Ebook review: In Apple Blossom Time by Robert Wack

From the dust cover: “In Apple Blossom Time is a story about love, regrets, destiny and redemption, based on the true life and research of Dr. Willem Jacob van Stockum. Dr. van Stockum, a brilliant University of Maryland mathematics professor, becomes frustrated with American indifference about the war in Europe before Pearl Harbor, and abandons his promising academic career to become a bomber pilot in the British Royal Air Force. While flying a mission in support of the D-Day invasion of Europe, his plane is shot down behind the lines over Normandy and he is rescued by stranded American paratroopers. While they fight for survival in the French countryside, they meet up with ruthless French Resistance fighters and two strangers who are not what they appear to be. Willem’s pioneering academic work on time travel and Einstein’s Theory of Relativity pose intriguing “what if?” questions compelling him to face the implications of his work and the consequences of choices in a universe of infinite possibilities.”

My Ebook review: this book has all of the elements of a tremendously exciting novel. It has a real life historical figure, science at the very edge of our ability to comprehend or understand and daring war time exploits.
I am not a fact checker or someone who gets overly excited about whether the details are exact, but “In Apple Blossom Time” has the feel of authenticity and a level of research into the main character.
The main question comes down to: does it work? The answer is both yes and no. The story is a neat one and has twists and turns and certainly the unexpected elements that make it dramatic and thought provoking. On the negative side for me it was a slow moving work with a lot of time taken to set up a background and bring people together in order that they wait. It lacked a little of the breathless fast pace that I would have expected and probably I found it hard to empathize with many of the characters who appear as names with little definition yet took time away from the main flow of the plot.
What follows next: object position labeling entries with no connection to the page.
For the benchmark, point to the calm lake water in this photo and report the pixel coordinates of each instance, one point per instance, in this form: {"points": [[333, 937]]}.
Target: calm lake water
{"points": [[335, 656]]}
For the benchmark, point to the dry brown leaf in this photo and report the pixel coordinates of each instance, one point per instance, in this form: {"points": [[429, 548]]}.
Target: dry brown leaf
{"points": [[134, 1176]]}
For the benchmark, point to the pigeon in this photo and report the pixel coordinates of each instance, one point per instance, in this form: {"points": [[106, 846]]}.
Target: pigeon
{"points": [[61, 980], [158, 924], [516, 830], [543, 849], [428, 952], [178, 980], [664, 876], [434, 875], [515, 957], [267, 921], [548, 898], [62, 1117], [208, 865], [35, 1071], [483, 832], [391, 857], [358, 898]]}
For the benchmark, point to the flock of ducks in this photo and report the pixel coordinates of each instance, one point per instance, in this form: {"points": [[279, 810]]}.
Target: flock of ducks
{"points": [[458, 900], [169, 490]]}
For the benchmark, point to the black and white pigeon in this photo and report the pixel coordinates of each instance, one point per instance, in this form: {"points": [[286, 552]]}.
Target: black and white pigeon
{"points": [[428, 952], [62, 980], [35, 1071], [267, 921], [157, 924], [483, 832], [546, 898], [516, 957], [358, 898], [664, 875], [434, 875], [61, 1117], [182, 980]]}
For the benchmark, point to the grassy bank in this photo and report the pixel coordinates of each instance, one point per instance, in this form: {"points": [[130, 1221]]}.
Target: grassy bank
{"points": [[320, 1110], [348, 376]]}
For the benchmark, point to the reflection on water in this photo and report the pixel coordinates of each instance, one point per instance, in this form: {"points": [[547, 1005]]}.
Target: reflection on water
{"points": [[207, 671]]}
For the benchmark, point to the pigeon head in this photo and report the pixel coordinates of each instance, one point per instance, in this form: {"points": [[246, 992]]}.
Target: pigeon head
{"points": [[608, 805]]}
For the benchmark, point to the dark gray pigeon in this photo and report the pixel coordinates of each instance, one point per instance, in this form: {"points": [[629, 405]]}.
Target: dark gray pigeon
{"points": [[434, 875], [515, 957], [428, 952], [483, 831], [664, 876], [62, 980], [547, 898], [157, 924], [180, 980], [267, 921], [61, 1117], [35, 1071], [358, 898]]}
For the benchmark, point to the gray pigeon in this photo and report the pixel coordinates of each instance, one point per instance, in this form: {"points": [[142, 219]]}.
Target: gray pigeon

As I got through the book I had a growing feeling that this would have made a splendid and punchy novella by which I mean that a ruthless editing to build pace and tension might well have generated a tip top piece that would have the feeling of a Hollywood blockbuster. As it stands, this is a fine and entertaining novel that provokes thought about science, about coincidence and about people choosing to put themselves in harm’s way to try to fight for a cause.